The archdeacon firmly believes that his brother-in-law was, as a
bachelor, an infidel, an unbeliever in the great truths of our
religion; but that matrimony has opened his eyes, as it has those of
others.  And Bold is equally inclined to think that time has softened
the asperities of the archdeacon's character.  Friends though they
are, they do not often revert to the feud of the hospital.

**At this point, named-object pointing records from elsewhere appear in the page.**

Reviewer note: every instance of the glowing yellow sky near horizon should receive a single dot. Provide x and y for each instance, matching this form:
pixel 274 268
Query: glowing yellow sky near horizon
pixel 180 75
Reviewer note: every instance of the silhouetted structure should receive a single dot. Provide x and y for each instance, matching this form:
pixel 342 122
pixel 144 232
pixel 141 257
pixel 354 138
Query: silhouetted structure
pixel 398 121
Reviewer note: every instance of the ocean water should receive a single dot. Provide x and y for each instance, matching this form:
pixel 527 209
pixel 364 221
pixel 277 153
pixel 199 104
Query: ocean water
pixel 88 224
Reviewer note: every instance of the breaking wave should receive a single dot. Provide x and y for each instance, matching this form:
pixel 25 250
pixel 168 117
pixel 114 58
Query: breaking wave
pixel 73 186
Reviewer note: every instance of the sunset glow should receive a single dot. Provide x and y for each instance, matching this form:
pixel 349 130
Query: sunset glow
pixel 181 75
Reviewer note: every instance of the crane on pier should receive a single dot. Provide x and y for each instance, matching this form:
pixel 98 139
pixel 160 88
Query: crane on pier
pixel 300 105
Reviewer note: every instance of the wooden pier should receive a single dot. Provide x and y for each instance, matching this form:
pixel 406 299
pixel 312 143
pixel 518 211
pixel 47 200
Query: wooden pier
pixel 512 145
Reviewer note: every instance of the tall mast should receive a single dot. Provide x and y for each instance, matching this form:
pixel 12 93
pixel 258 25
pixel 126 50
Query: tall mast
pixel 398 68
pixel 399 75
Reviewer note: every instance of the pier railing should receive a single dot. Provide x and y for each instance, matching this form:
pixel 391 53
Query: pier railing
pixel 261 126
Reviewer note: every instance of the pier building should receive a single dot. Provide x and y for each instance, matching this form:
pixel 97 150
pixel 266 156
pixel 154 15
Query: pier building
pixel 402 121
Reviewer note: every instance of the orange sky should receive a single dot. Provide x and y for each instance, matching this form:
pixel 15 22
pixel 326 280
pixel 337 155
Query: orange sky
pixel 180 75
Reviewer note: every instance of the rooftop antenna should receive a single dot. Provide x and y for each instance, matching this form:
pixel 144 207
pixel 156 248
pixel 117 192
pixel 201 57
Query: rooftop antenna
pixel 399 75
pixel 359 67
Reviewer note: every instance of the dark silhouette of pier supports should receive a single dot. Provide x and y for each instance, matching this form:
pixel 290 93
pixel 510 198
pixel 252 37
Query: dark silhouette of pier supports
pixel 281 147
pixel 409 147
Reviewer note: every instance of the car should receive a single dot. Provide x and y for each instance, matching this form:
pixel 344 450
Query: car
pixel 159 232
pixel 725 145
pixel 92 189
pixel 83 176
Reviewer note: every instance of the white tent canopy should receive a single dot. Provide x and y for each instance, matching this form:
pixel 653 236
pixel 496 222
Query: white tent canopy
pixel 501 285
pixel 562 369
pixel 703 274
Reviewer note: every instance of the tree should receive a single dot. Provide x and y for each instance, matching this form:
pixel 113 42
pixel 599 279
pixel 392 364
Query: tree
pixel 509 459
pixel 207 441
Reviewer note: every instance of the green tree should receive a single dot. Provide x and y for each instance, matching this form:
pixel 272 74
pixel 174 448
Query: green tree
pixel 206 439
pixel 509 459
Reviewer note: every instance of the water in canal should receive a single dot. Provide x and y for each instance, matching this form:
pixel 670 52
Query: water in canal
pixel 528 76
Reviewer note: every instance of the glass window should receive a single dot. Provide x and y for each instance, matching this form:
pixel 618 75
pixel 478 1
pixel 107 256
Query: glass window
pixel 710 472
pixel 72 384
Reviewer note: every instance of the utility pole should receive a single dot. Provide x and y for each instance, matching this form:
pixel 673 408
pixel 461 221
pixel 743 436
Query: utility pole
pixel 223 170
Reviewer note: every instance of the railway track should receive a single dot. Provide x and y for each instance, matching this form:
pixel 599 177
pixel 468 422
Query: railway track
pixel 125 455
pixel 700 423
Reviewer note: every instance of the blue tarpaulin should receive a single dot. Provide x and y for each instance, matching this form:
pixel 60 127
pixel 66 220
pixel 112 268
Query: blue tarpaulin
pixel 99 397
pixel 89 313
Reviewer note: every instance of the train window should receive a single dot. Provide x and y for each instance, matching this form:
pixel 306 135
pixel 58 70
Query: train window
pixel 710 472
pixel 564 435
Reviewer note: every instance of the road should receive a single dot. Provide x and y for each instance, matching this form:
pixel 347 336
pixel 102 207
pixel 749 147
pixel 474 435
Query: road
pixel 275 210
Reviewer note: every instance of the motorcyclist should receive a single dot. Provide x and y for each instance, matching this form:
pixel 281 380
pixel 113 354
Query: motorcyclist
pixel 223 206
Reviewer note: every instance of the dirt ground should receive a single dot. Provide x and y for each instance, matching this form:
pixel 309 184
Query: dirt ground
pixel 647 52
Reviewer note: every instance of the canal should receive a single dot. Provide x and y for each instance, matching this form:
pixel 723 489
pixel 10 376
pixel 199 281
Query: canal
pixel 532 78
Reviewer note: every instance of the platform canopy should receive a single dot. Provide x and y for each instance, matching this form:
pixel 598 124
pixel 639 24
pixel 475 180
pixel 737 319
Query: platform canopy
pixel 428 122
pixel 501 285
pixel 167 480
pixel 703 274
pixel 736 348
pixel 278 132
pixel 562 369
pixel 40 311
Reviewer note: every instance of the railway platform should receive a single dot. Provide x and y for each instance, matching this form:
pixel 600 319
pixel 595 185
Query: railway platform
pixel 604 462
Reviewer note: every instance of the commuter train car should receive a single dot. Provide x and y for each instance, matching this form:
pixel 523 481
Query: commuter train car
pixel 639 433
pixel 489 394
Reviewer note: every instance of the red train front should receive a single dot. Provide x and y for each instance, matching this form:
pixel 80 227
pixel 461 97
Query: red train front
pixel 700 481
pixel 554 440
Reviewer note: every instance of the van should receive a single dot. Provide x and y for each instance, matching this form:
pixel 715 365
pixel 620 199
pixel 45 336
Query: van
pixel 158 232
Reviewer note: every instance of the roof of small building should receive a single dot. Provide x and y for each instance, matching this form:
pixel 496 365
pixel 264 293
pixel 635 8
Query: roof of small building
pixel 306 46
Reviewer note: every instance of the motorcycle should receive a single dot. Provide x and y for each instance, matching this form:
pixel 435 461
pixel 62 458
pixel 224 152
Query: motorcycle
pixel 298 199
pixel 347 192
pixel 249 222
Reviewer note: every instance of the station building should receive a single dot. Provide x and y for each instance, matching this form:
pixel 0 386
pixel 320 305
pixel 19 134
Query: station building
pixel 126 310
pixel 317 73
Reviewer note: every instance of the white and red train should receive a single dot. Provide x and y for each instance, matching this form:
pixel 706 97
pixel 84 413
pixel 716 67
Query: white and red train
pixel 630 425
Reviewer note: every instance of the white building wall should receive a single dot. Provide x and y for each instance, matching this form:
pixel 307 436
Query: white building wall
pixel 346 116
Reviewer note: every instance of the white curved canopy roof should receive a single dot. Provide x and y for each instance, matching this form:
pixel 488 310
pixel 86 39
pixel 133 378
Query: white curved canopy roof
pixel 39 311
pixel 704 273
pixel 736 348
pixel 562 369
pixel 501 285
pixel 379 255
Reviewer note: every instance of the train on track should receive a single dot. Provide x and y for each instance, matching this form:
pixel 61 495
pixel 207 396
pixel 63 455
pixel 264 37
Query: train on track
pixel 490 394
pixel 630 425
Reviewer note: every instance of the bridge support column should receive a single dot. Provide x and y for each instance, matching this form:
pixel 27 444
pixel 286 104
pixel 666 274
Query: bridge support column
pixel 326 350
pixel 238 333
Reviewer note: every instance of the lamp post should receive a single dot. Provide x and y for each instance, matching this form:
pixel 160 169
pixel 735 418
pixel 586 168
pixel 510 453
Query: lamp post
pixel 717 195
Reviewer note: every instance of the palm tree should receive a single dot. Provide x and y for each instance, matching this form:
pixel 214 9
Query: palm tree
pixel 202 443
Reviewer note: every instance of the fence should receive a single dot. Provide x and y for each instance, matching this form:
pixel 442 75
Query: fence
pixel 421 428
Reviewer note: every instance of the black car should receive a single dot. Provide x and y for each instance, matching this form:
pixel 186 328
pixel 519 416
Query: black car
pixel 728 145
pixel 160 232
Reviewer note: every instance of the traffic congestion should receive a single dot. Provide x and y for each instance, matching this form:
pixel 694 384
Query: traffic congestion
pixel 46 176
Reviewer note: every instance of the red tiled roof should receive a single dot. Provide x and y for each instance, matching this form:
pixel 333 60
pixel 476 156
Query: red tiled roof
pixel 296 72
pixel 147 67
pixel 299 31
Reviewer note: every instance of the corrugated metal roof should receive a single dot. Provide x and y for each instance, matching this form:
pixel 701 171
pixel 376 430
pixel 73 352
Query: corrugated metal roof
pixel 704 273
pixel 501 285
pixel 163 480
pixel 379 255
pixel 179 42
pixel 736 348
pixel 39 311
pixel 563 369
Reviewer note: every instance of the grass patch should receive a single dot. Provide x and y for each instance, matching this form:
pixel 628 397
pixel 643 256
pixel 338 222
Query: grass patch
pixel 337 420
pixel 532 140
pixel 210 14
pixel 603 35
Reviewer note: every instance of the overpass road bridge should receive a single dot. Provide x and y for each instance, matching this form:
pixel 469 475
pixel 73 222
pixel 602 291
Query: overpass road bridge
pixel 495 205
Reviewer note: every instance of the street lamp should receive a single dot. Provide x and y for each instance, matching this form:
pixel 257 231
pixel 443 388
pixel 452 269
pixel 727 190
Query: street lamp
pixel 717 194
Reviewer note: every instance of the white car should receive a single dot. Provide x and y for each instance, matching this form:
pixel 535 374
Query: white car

Mr Harding, we say, is not an unhappy man: he keeps his lodgings, but
they are of little use to him, except as being the one spot on earth
which he calls his own.  His time is spent chiefly at his daughter's
or at the palace; he is never left alone, even should he wish to be
so; and within a twelvemonth of Eleanor's marriage his determination
to live at his own lodging had been so far broken through and
abandoned, that he consented to have his violoncello permanently
removed to his daughter's house.

Every other day a message is brought to him from the bishop.  "The
bishop's compliments, and his lordship is not very well to-day, and
he hopes Mr Harding will dine with him."  This bulletin as to the old
man's health is a myth; for though he is over eighty he is never ill,
and will probably die some day, as a spark goes out, gradually and
without a struggle.  Mr Harding does dine with him very often, which
means going to the palace at three and remaining till ten; and
whenever he does not the bishop whines, and says that the port wine is
corked, and complains that nobody attends to him, and frets himself
off to bed an hour before his time.

It was long before the people of Barchester forgot to call Mr Harding
by his long well-known name of Warden.  It had become so customary to
say Mr Warden, that it was not easily dropped.  "No, no," he always
says when so addressed, "not warden now, only precentor."